Thursday, November 14, 2013

When You Take A Third Job...



You think, "Hey, at least it'll be a quick way to catch up on finances."

You give your availability as being 7 days a week, just working around the hours of all your other jobs. You're available 7 days a week. Five days, you give a 6 hour window but during the evening only. One day with all-day availability. And one day where you can work as early as possible but have to leave by 3 for your set shift at another job.

You hope for 15-20 hours a week. You can get ahead of things again and get a cushion with 15-20 hours a week. At least to start. It'll be tough and you'll probably want to cry a lot, but it'll be a great way to quickly fix things.

Just fifteen to twenty hours a week for a few weeks. You're relatively young. And it's early enough in the fall that the weather won't make things worse.

And when you get the job and they tell you that your position will be for up to 30 hours a week, you think things are going almost to plan.

But then, the job starts. First, you'll accidentally be scheduled for time frames where you clearly stated when hired that you would not be available.

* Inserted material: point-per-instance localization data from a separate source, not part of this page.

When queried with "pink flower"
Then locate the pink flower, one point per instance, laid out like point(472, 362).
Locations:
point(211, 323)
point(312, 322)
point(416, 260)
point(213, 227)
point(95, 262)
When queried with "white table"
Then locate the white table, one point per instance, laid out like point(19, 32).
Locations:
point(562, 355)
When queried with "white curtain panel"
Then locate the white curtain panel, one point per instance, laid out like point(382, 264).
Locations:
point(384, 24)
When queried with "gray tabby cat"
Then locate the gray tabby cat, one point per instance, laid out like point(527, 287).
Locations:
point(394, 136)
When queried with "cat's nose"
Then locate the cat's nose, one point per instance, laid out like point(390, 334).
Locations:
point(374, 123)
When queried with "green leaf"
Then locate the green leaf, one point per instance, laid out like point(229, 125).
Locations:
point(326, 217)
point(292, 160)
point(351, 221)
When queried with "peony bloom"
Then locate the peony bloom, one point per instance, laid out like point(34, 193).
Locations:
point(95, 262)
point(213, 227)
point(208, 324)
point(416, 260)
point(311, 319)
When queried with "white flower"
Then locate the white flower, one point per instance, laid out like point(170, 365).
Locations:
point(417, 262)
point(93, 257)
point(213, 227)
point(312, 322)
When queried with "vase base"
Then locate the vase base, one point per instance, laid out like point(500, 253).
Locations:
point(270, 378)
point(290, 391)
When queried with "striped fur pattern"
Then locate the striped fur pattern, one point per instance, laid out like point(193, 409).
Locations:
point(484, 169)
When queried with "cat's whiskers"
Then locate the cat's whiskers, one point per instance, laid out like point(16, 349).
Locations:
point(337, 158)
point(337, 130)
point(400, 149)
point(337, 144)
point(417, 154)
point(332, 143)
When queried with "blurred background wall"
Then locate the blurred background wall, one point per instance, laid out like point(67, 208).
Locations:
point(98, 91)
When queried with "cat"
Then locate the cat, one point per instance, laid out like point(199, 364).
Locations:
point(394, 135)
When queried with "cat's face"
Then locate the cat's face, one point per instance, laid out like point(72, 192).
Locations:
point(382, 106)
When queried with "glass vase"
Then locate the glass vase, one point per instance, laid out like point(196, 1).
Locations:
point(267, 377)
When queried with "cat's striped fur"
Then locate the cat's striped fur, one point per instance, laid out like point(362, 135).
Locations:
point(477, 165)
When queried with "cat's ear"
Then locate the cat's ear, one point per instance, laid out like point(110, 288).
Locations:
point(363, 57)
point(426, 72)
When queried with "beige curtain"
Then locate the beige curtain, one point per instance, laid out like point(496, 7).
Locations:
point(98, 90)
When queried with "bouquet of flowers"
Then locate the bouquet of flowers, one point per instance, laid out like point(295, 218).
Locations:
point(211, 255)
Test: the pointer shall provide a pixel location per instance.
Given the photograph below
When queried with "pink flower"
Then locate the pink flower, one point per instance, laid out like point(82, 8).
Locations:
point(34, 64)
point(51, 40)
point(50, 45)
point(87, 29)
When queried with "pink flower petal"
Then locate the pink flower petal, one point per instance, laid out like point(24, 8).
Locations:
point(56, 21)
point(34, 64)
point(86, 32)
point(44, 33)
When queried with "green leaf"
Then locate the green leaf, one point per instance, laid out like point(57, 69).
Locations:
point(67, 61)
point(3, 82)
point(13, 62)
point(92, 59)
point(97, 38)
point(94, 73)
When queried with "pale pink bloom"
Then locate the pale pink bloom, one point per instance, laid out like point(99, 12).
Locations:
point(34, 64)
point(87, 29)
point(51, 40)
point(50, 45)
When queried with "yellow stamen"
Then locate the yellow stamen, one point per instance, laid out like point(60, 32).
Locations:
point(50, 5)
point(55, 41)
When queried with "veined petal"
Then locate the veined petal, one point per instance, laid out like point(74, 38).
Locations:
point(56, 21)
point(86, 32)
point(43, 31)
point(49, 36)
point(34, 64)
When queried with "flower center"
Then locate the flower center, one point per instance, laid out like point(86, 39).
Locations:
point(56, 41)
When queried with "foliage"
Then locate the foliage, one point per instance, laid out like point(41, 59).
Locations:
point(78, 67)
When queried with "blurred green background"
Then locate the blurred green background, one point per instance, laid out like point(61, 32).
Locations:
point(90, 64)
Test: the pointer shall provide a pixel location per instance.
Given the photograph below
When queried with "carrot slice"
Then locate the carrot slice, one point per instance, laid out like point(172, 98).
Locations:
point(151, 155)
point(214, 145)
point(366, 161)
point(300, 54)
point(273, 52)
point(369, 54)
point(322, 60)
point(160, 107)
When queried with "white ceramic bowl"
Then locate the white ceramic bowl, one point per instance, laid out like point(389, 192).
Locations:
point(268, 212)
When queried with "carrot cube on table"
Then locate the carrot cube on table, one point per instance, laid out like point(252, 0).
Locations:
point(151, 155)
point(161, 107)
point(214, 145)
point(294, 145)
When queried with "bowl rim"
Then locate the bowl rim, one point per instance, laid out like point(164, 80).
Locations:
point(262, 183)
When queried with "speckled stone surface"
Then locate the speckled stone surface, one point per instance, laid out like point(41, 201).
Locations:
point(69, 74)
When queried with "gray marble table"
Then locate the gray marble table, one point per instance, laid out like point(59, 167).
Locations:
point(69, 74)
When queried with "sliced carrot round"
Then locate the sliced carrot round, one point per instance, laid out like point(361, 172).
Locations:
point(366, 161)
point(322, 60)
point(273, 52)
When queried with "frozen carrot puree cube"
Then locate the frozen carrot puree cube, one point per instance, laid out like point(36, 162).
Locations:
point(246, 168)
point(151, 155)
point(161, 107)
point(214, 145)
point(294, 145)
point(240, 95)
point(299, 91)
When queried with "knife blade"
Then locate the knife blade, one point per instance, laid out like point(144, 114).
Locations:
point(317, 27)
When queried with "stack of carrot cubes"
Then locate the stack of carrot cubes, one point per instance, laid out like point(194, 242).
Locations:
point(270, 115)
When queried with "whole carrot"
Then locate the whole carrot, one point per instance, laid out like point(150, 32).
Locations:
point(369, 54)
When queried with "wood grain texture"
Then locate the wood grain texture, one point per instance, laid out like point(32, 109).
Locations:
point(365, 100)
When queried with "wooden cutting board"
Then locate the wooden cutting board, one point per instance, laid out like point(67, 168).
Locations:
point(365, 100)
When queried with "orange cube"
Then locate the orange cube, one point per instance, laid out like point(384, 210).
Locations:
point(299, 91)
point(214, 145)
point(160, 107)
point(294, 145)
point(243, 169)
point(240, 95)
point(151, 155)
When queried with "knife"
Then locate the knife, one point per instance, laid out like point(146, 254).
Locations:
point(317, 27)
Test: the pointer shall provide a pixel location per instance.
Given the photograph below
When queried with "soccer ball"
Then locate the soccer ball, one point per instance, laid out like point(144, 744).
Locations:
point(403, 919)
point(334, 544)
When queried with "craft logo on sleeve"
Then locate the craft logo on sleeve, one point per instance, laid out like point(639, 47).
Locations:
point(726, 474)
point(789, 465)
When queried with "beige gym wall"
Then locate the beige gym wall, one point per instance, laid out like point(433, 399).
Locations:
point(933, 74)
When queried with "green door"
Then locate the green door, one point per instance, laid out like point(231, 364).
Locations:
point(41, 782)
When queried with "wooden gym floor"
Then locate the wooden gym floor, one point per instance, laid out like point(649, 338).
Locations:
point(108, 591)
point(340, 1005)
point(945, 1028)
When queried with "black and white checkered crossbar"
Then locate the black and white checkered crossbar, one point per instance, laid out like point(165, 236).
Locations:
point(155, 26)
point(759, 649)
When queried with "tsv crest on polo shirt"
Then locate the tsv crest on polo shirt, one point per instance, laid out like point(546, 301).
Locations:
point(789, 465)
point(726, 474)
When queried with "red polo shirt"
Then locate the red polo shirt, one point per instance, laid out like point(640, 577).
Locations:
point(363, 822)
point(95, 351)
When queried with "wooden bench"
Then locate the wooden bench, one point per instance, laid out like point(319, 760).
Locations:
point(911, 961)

Then, there just won't be any shifts.

You realize that they essentially hired for seasonal staffing in September and that there's a lot of staff and very few hours for most. But... it'll be okay, right? Eventually, there will be hours, right?

I mean, there are enough hours that you won't have a day off for three months and you have 12+ hour work days followed by days where you need to make-up extra time at your full-time job because you needed to leave immediately at the end of the work day one night and it put you behind schedule on a project. But you're not getting that extra 15-20 hours a week you wanted. You're barely getting 20 extra hours a month.

At least you're sort of saving on gas, though, right? Two nights a week, you're not driving home in rush hour traffic- the gas should be lasting a little longer, right? It would be, if it wasn't for how you have to schedule all your medical appointments for either the beginning of the day or the middle of the day, as this new job only does the scheduling a week in advance and makes doing end-of-day appointments near impossible. So when you have a mid-day appointment, you're driving 30 miles away from the office and then 30 miles back, to go back to work. No gas saved.

But, if I hang on through the holidays, it'll eventually pick-up, right? And even though, with 2-3 shifts a week at this job, you often feel like crying as the prospect of having to go to it after a rough day at another job, you convince yourself that if it does pick up to that beautiful 15-20 range, you'll stick with it. It'll be worth it. You won't destroy yourself at that point.

Even when the weather turns cold and your left foot becomes convinced that it's broken. Even when everyone at your full-time job starts telling you that you look worn-out, because you've been working your ass-off for that job at the same time.

And all your favorite co-workers at this third job start leaving, not having the patience to hang-on for the holiday season. So, you hope there's at least a silver lining of more shifts coming.

But, even when the Thanksgiving-week schedule comes out, things don't seem to have picked up. And you've hung on to this job that's not helping when you might as well have looked for one that would give you that sweet 20 extra hours a week for a few weeks.

Maybe it's time to look into becoming a Christmas Elf.